I started yesterday at 8am with a breakfast meeting. I ended around 8:15pm when I wrapped up a pitch meeting in my office. In between those two meetings I did ten other meetings for a total of twelve meetings in a bit more than twelve hours.
Of those twelve meetings, one was a three hour board meeting, one was a breakfast meeting with another venture investor, one was a lunch meeting to talk about CS Ed in NYC, four were pitch meetings, one was an interview with a journalist about the future of VC, one was a call to discuss board subcommittee work, one was a meeting with regulatory consultants for bitcoin and other payments systems, one was a negotiation on the windup of a seventeen year old VC transaction, and one was a visit to my dermatologist for a regular checkup.
In the middle of all that http://avc.com went down due to an apache config issue somewhere and I was debugging it via email and kik. I think I've got a temporary fix working and now I need to find out what the culprit is and get it fixed.

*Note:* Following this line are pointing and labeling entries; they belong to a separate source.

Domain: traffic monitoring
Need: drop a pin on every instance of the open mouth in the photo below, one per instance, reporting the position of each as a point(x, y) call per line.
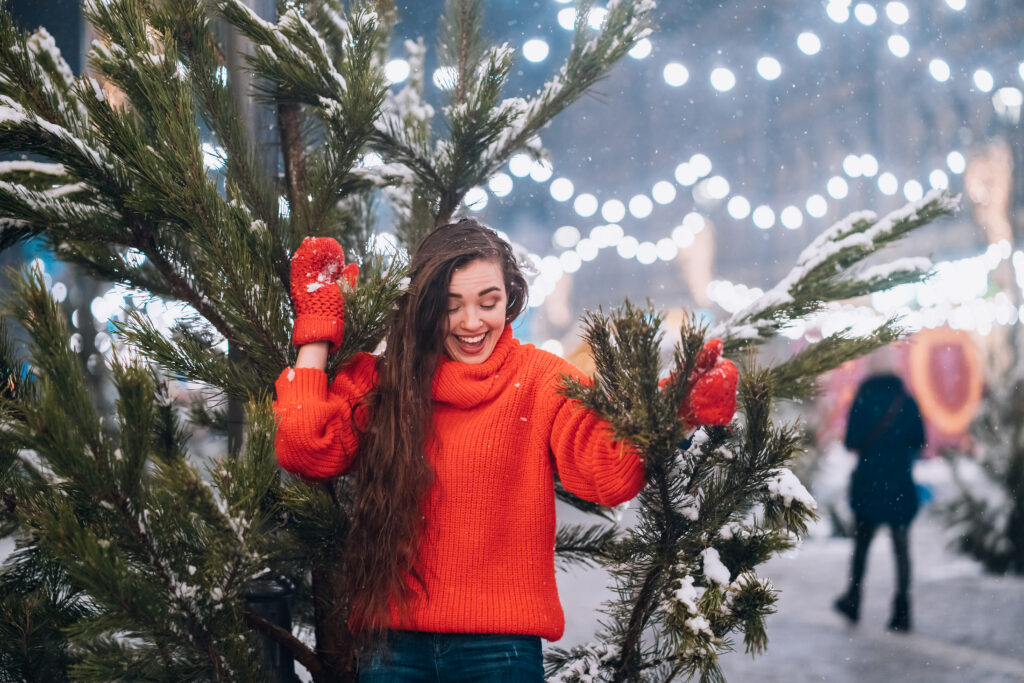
point(471, 345)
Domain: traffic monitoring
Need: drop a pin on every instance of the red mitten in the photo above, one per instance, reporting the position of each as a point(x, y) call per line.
point(713, 388)
point(317, 266)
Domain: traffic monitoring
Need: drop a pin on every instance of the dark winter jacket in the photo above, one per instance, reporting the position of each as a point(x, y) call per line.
point(886, 431)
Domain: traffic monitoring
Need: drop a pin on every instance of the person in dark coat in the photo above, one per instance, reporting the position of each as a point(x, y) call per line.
point(886, 431)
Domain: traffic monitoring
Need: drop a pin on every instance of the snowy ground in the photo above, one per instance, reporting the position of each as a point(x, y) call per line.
point(968, 627)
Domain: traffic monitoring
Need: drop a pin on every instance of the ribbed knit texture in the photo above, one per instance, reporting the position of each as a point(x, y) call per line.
point(502, 429)
point(317, 266)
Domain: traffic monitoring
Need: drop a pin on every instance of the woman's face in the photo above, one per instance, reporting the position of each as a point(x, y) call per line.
point(476, 311)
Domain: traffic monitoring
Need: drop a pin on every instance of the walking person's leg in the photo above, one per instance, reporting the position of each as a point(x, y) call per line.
point(849, 603)
point(901, 602)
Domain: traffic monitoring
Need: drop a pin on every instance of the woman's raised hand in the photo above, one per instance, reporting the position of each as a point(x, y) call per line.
point(317, 267)
point(713, 389)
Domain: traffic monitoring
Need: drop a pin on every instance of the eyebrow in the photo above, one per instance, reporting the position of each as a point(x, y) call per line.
point(482, 292)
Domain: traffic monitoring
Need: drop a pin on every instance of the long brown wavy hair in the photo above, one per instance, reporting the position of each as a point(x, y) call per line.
point(392, 474)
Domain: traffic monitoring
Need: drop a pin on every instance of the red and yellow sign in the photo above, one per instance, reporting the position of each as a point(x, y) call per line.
point(946, 376)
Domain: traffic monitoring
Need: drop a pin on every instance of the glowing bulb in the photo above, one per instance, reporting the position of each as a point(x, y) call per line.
point(566, 18)
point(535, 50)
point(475, 199)
point(808, 43)
point(445, 77)
point(396, 71)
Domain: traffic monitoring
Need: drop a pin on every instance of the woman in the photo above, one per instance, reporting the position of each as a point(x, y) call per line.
point(886, 431)
point(454, 436)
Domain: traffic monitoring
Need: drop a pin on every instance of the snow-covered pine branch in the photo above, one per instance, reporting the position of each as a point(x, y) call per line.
point(823, 273)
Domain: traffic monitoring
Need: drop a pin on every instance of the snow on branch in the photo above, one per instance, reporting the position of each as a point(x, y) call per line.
point(15, 119)
point(823, 269)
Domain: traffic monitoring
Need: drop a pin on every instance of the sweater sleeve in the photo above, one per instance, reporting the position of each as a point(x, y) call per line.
point(590, 462)
point(316, 434)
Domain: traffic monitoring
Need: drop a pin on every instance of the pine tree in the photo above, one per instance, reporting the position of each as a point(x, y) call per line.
point(986, 517)
point(133, 562)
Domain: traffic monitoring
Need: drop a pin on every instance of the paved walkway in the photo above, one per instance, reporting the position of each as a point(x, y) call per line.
point(968, 627)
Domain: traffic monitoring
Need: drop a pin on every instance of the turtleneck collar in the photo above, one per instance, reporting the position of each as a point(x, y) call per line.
point(464, 384)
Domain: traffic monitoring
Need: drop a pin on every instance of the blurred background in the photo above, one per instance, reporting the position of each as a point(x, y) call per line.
point(693, 178)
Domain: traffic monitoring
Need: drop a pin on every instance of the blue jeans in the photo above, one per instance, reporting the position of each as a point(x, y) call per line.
point(454, 657)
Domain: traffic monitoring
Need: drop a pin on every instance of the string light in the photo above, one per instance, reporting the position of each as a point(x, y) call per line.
point(690, 172)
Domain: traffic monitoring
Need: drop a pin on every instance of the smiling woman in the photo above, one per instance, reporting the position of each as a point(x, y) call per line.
point(476, 312)
point(453, 436)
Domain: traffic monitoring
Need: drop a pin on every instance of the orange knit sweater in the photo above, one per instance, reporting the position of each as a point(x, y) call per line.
point(501, 431)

Before starting my day yesterday, I got up at 5am and read, blogged, and did email for 2 hours and 45 minutes before taking a quick shower and going to breakast.

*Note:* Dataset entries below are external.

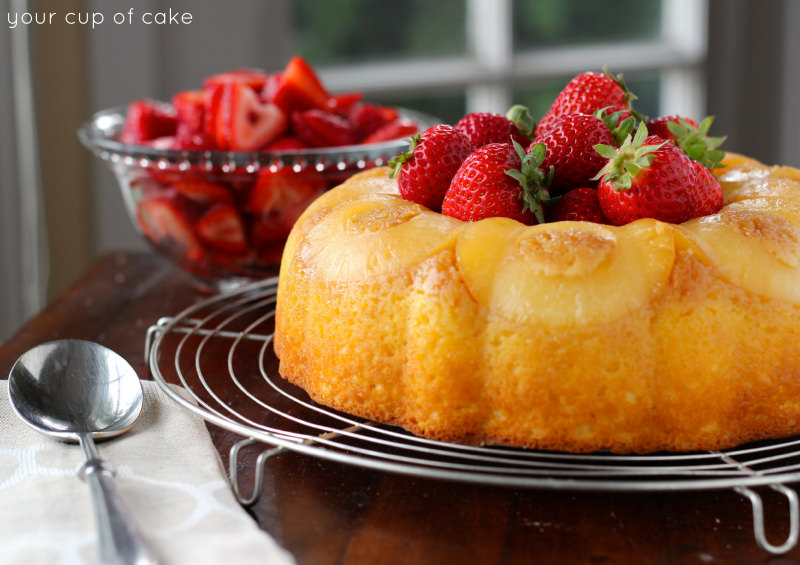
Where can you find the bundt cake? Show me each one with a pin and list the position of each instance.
(567, 335)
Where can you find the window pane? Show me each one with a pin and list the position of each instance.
(540, 23)
(334, 32)
(539, 96)
(449, 107)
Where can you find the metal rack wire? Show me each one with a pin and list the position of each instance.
(250, 399)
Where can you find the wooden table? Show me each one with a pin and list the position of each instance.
(330, 513)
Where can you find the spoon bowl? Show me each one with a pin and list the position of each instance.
(67, 387)
(79, 391)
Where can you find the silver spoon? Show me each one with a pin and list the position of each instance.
(77, 390)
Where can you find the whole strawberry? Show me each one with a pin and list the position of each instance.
(647, 177)
(578, 205)
(588, 93)
(570, 148)
(424, 172)
(483, 128)
(499, 179)
(707, 194)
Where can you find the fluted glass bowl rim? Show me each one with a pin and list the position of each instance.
(100, 135)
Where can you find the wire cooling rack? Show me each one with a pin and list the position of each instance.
(219, 353)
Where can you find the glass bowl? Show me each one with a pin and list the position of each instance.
(224, 216)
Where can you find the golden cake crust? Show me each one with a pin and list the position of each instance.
(566, 336)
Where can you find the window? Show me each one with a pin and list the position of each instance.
(454, 56)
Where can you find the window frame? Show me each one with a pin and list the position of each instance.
(490, 68)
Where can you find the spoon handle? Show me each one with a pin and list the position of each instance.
(121, 541)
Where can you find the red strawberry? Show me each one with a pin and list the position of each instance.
(241, 122)
(499, 179)
(483, 128)
(647, 177)
(147, 120)
(707, 194)
(189, 108)
(660, 126)
(424, 172)
(570, 145)
(286, 143)
(691, 137)
(277, 200)
(578, 205)
(203, 191)
(222, 229)
(190, 111)
(344, 102)
(163, 222)
(320, 128)
(397, 129)
(588, 93)
(300, 88)
(254, 78)
(366, 118)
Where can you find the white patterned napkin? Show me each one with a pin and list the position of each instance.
(168, 474)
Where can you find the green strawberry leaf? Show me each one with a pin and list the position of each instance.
(533, 180)
(397, 163)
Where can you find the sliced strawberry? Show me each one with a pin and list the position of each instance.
(343, 103)
(397, 129)
(319, 128)
(254, 78)
(221, 228)
(164, 223)
(210, 111)
(203, 191)
(189, 108)
(286, 143)
(282, 195)
(147, 120)
(366, 118)
(242, 122)
(300, 88)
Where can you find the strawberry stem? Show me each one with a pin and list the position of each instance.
(627, 161)
(397, 163)
(533, 180)
(696, 143)
(522, 119)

After ending my day, I met my son for sushi at Chez Sardine. After dinner, I went home and went to bed around 11:30pm.
Depending on your perspective, my day yesterday will either seem stimulating or exhausting. It is both. I love my job. I get to meet amazing people and learn about awesome things every day. But the cost of that is meeting marathons where you have to be alert, active, and on your game in every one.
My goal is to give every entrepreneur as good of a meeting as I possibly can. A second goal is to give as many entrepreneurs as possible an opportunity to meet with me and pitch me if they want to do that. That requires many days like yesterday. And that can be a grind.
The goal of this post is not to complain or whine. I hope it doesn't come across that way. The goal, as always, is to "open the kimono". To give you a hint of the mindset of the person you are going to meet with today (or someday) and understand what their day is like and how they are coming into the meeting. Do us all a favor and give us a good meeting too. It helps. A lot.